The actual origins of the Sinhalese are debatable. While some historians trace the origins of the Sinhalese back to some 25,000 years, continuous written history of Sri Lanka starts from the 6th Century BC.

Most historians believe they came to Sri Lanka from northern India during the 6th century BC. Buddhism arrived from the subcontinent 300 years later and spread rapidly. Buddhism and a sophisticated system of irrigation became the pillars of classical Sinhalese civilization (200 BC-1200 AD) that flourished in the north-central part of the island. Invasions from southern India, combined with internecine strife, pushed Sinhalese kingdoms southward.

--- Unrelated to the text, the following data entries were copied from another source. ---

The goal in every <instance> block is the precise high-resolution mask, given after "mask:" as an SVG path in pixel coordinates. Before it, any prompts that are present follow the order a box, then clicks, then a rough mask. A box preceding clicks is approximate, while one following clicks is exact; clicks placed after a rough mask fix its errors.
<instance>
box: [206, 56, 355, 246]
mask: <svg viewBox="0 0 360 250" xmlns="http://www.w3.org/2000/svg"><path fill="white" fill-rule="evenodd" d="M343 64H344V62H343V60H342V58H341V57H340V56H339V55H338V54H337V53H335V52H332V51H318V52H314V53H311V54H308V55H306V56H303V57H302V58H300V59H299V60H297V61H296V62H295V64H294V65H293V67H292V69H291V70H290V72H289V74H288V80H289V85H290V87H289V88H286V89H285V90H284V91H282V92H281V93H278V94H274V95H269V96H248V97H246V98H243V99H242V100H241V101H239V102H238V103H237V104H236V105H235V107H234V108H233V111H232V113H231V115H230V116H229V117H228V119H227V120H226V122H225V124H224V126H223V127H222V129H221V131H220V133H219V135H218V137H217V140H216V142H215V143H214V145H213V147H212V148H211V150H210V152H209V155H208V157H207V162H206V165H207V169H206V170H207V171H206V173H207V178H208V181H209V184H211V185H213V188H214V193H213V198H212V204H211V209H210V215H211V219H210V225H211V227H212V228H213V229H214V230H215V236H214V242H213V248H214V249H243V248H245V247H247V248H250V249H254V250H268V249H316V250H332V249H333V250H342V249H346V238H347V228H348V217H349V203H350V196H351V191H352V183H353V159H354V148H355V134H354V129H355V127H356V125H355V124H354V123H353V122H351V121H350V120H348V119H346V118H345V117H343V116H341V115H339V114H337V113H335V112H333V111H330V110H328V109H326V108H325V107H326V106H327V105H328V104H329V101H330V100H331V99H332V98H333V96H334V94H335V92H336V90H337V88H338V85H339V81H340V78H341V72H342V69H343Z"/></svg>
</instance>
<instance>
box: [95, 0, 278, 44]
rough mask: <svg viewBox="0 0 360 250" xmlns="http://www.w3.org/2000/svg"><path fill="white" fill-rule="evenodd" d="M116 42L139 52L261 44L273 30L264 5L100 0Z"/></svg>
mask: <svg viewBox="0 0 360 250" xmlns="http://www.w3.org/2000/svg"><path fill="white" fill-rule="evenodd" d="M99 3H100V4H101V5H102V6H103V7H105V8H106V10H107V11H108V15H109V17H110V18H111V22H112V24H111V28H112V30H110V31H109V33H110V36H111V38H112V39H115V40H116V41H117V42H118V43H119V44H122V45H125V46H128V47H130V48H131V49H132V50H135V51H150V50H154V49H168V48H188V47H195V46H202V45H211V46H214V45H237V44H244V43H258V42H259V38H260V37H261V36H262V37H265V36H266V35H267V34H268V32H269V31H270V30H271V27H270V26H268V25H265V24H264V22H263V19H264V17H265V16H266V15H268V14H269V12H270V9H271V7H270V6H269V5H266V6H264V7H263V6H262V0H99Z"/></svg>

The island's contact with the outside world began early. Roman sailors called the island Taprobane. Arab traders knew it as "Serendip," the root of the word "serendipity." Beginning in 1505, Portuguese traders, in search of cinnamon and other spices, seized the island's coastal areas and spread Catholicism. The Dutch supplanted the Portuguese in 1658. Although the British ejected the Dutch in 1796, Dutch law remains an important part of Sri Lankan jurisprudence. In 1815, the British defeated the king of Kandy[?], last of the native rulers, and created the Crown Colony of Ceylon. They established a plantation economy based on tea, rubber, and coconuts. In 1931, the British granted Ceylon limited self-rule and a universal franchise. Ceylon became independent on February 4, 1948 and its name was changed on May 22, 1972 and a new constitution was adopted. Demand for a separate ethnic Tamil state (Tamil Eelam) in the North and East of Sri Lanka by Tamil Tigers resulted in violence in the mid-1980s. Tens of thousands have died in fighting between government forces and Tamil Tigers.